At 9:18 PM, October 04, 2005, Blogger Courts said...

OMGOODNESS! I laughed so hard my little eyes are filled with tears. I WANNA GO CAMPING! COME CAMPING IN AUSTIN!!! Please! Courtney misses you two!

 
At 8:45 AM, October 05, 2005, Anonymous Tracy O. said...

So, you're lucky your little trip didn't turn into a horrible 'Deliverance' experience (maybe not so graphic, but definitely with the people with the weird teeth....and the banjo), ya know, being in Oklahoma and all. (teehee) Glad to hear you guys are having fun with your free time. I'm SO jealous. Between school and work, we manage to catch an episode of the Simpsons and that's about it. Boooo for growing up.

 
At 9:36 AM, October 05, 2005, Blogger Laura Ann said...
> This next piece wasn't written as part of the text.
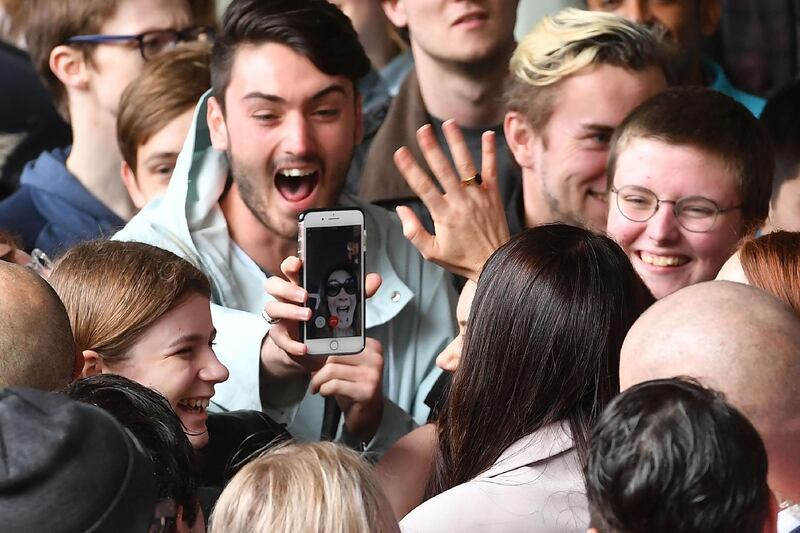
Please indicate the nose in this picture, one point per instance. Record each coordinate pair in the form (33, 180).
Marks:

oooohhhhh my goodness that is soooooooooooooo funny!!!!! Sorry you went up against the night creatures of the Great Plains, and their gas won!!! Have you seen or read, "Congo" before? I was in Beaver's Bend camping once and I definitely think these racoons had evolved so that they had tools and weapons and brains enough to circle our tents and scare the beegies out of me!! ooh, but you make me want to go camping so bad! Coleman Stoves forever!!!

 
At 8:30 PM, October 06, 2005, Blogger Pablio said...

Great Post! The camping genes live on! And count your blessings with the critters...at least you didn't have to contend with Armadillos!